In response to this, I recounted the bit of search/research that led Lucid
to adopt a unform, double format as the normal float representation within
Lisp, despite the permission of the language standard to allow up to four
distinct user-visible formats. And if I read Mark Homewood's message right,
he too would prefer to drop the multiplicity of formats that made much more
sense back when INT and LONG really needed to be different on a PDP-11.
My "story" doesn't actually rule out all need for quad formats, but it
has some substantiation that it will be of lesser, or rarer, utility.
(And perhaps just a handful of Cray adherents demanding quad precision
would be enough to provoke some serious concern.) So here is the Lucid
story in full:
Way back in late 1986, when Lucid was planning its 3.0 release, we faced
the question of whether or expand out to four distinct float formats,
as permited by CLtL ("Common Lisp: The Language"). Two obvious things
mitigated against doing this: it would be a moderate amount more work
for the part of our optimizing compiler that was doing data representation
changes for optimization (i.e. converting from "pointers" to actual the
machine representation for floats, and back again by "consing" when
necessary -- all in order to do Fortran level numeric optimization and
to side-step any intermediate consing); and it would generate further
incompatibilities not only with our 2.1 release that supported only
one 32-bit format, but likely with other vendors as well. Not surprisingly,
a couple of other Lisp vendors widened out their representational schemes
to include distinct formats for SINGLE, DOUBLE and LONG, but failed to
understand the portability failure under such schemes [evey Guy Steele
misunderstood this point until I reminded him that Lisp's introspective
typing capabililty meant that one could notice the difference just by a
form like (typep 1.2s0 'double-float). It wasn't just Guy; it was the
whole of the X3J13 committee.]
Well, after all, the multi-choice scheme for CLtL was chosen in the very
early 1980's when, for example, double-floating operations on typical
hardware were from 3 to 10 times slower than single; it seemed to make
sense to permit Lisp to be cluttered up with more choices of representational
matters than you could shake a stick at. But from looking at the MC68881
manual, I suspected that by the late 1980's, this speed advantage would
shrink or disappear; so we began quietly asking our contacts in customer
land whether they *really* used floating point arithmetic, and how much
speed mattered. The killer response came from a guy at Alliant: he was a
Fortran user/implementor and hardware hacker who was only vaguely familiar
with Lisp, but was willing to talk to us. He pointed out that:
(1) Alliant was planning to switch from a 32-bit memory bus to a 64-bit
one, so the memory cost of using doubles would only be space, not time;
(2) A large number of numerical algorithms in common use were unstable
enough to produce "cheese" under the IEEE 32-bit format, but *none*
were unstable enough to be proven losers in the 64-bit format; i.e.,
there were algorithmic reasons for requiring at least 64, but none
(or, none known) for requiring higher precision. [he was speaking
for the Fortran user community of which he was aware]
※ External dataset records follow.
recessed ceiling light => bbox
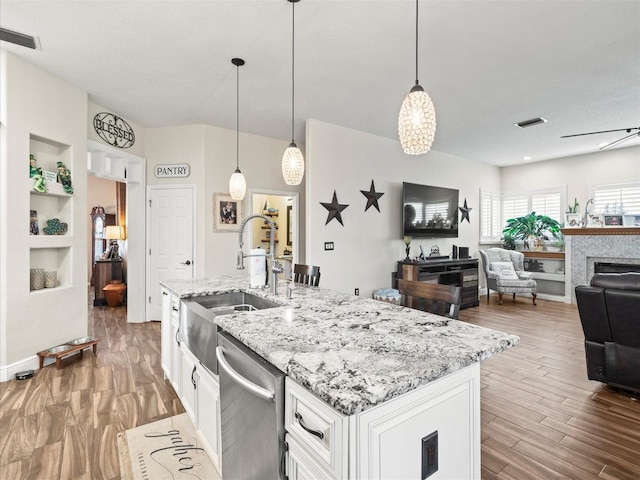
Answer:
[514,117,547,128]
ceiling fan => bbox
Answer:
[560,127,640,150]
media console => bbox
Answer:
[397,258,479,308]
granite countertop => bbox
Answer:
[160,277,520,415]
(3) Alliant was currently asking for bids on hardware sub-components;
their demands were:
(3a) the fastest possible IEEE-compliant 64-bit format chips
(3b) 32-bit format operations would not be required, but would
be tolerated providing they were not more than about 50%
slower than the double format.
Yes, that is no typo. SINGLE is ok as long as (for backwards compatibilty)
running it isn't significantly slower than the "default" DOUBLE. That in
fact seemed to be the "state of the FP art" even back then. So that ended
my survey right there. We made out decision to opt for only one "first
class" FLOAT type, and you can guess what format it was. But of course we
supported packed floats too -- SINGLE format in arrays, just as there are
packed integer arrays -- this is also required to have compability at the
Foreign Function Interface level where both C and Fortran programs may
require the use of packed float arrays.
I hope I haven't misremembered or misrepresented the Alliant concerns.